Experimental study on seismic performance of squat precast concrete sandwich shear walls under low axial load ratio

Abstract

To improve the thermal performance and seismic resistance of structures, precast concrete sandwich shear wall (PCSSW) emerges as a promising option due to its low thermal conductivity and favorable structural performance. This study aims to examine the effectiveness of a new type of vertical connection between the PCSSW and foundation under reversed cyclic loading. The proposed vertical connection is achieved by embedding steel bars in the precast wall and foundation, respectively, followed by casting fresh concrete in place.

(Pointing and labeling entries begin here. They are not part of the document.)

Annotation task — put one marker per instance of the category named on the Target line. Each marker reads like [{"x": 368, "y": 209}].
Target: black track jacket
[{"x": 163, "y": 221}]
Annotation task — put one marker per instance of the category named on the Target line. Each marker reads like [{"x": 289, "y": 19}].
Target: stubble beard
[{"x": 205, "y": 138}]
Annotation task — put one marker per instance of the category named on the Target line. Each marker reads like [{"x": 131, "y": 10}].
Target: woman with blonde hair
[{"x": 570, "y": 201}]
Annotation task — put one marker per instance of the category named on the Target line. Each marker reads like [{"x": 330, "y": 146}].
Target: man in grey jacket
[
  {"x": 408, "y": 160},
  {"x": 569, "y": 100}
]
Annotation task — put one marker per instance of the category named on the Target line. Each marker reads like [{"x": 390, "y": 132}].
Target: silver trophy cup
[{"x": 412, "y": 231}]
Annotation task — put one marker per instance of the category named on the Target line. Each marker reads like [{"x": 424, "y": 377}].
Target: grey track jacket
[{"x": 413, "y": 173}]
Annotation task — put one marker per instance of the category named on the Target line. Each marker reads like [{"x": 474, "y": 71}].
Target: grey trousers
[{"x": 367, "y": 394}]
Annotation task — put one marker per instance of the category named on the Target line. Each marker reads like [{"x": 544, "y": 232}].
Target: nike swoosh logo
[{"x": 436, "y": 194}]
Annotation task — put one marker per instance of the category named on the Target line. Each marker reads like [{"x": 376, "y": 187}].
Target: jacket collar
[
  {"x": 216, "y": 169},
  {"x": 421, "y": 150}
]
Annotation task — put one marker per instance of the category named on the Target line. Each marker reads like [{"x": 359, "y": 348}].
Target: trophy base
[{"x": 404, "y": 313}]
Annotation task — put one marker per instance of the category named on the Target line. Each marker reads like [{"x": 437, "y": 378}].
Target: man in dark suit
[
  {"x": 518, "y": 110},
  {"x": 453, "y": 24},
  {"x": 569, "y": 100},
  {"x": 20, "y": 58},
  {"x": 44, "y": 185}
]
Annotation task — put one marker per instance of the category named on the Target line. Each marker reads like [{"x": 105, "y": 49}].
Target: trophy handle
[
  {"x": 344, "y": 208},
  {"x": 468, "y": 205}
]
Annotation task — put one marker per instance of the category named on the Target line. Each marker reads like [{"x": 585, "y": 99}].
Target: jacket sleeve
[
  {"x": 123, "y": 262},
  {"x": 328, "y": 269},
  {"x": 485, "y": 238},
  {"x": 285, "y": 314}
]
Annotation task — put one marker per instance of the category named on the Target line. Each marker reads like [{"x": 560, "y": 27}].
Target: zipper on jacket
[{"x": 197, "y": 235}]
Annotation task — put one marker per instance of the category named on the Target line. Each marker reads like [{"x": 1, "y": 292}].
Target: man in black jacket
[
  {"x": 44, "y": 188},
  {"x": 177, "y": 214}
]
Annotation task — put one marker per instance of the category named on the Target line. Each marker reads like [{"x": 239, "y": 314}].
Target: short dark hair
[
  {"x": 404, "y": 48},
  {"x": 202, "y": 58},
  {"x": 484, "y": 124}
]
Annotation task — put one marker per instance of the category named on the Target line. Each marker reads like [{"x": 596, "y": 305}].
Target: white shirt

Considering pre-embedded steel bar arrangements (single-row or double-row) and cast-in-place (CIP) concrete strength as variables, three precast specimens were designed. Seismic performance was investigated through low reversed cyclic loading tests, with a comparison made against two CIP control specimens. The results showed that the behavior of all the tested walls was governed by shear, with the ultimate bearing capacity of the PCSSW determined by the horizontal shear capacity at the weak position. Under low axial compression ratios, the specimens with double-row steel bar arrangement had higher load-carrying capacity and ductility than single-row steel bar arrangement and could be equivalent to the CIP shear walls. Results from this study were compared with the predicted values from different codes to provide some reference value for the engineering design of the proposed structure.